To enable true machine-readability and seamless data integration, human language ambiguity must be eliminated.

  • Solution: Voc4Cat (Vocabulary for Catalysis)
  • Purpose: Voc4Cat is the first comprehensive, community-developed vocabulary specifically for catalysis research. It serves as an authoritative dictionary to unambiguously define concepts, parameters, and entities (e.g., reaction conditions, catalyst morphology). By enforcing the use of standardized terms from Voc4Cat, we ensure that data generated at different institutions is semantically aligned, directly addressing the Interoperability principle of FAIR data. This effort is crucial for validating and combining disparate datasets.

3. Metadata Standards: CatCore

Metadata—or "data about data"—is what makes scientific information discoverable and reusable.

  • Solution: CatCore
  • Definition: CatCore is a standardized collection of relevant metadata fields, directly based on the terms defined in Voc4Cat.
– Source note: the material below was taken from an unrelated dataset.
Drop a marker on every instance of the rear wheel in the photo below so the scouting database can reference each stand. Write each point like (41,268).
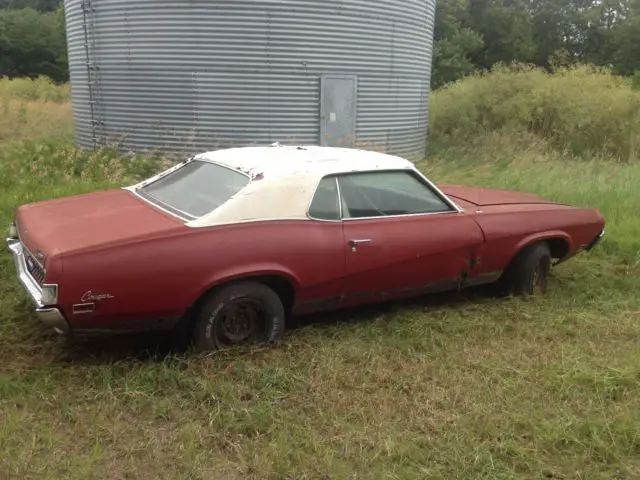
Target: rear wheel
(528,272)
(240,314)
It outlines the minimum information required for any catalysis experiment to be considered complete and scientifically sound.
  • Impact: Utilizing CatCore enables automatic data validation upon upload, simplifying the process of querying the database, and ensuring the overall high quality of the data pool. Researchers can swiftly identify key experimental parameters without needing to review the raw data file, vastly improving efficiency.

4. Data Framework: LinkML and DCAT-AP4Cat

This component handles the complex, technical steps required to move from structured data (like CSV or JSON) to semantically rich formats.

  • Role as Mediator: The framework, utilizing tools like LinkML, acts as a mediator, allowing us to define a unified schema (the precursor to CatCore) that can accept input from various file types.
  • Semantification: It is responsible for semantification, the process of transforming non-semantic formats (like spreadsheets) into RDF (Resource Description Framework) data, which is essential for advanced data linkage and ontology mapping.
  • DCAT-AP4Cat: The framework also extends DCAT-AP4Cat, ensuring the system’s metadata catalogue aligns with national and European standards for public data repositories, thereby boosting the Findability of the research output.

Image Suggestion: I recommend inserting a four-part diagram illustrating the Digital Infrastructure Stack. The diagram should show the flow from the base layer up: 1. Voc4Cat (Terminology) $\rightarrow$ 2. CatCore (Metadata Schema) $\rightarrow$ 3. LinkML/Framework (Mediator) $\rightarrow$ 4. BASF Sharepoint (Platform). This clearly shows the dependency of each component.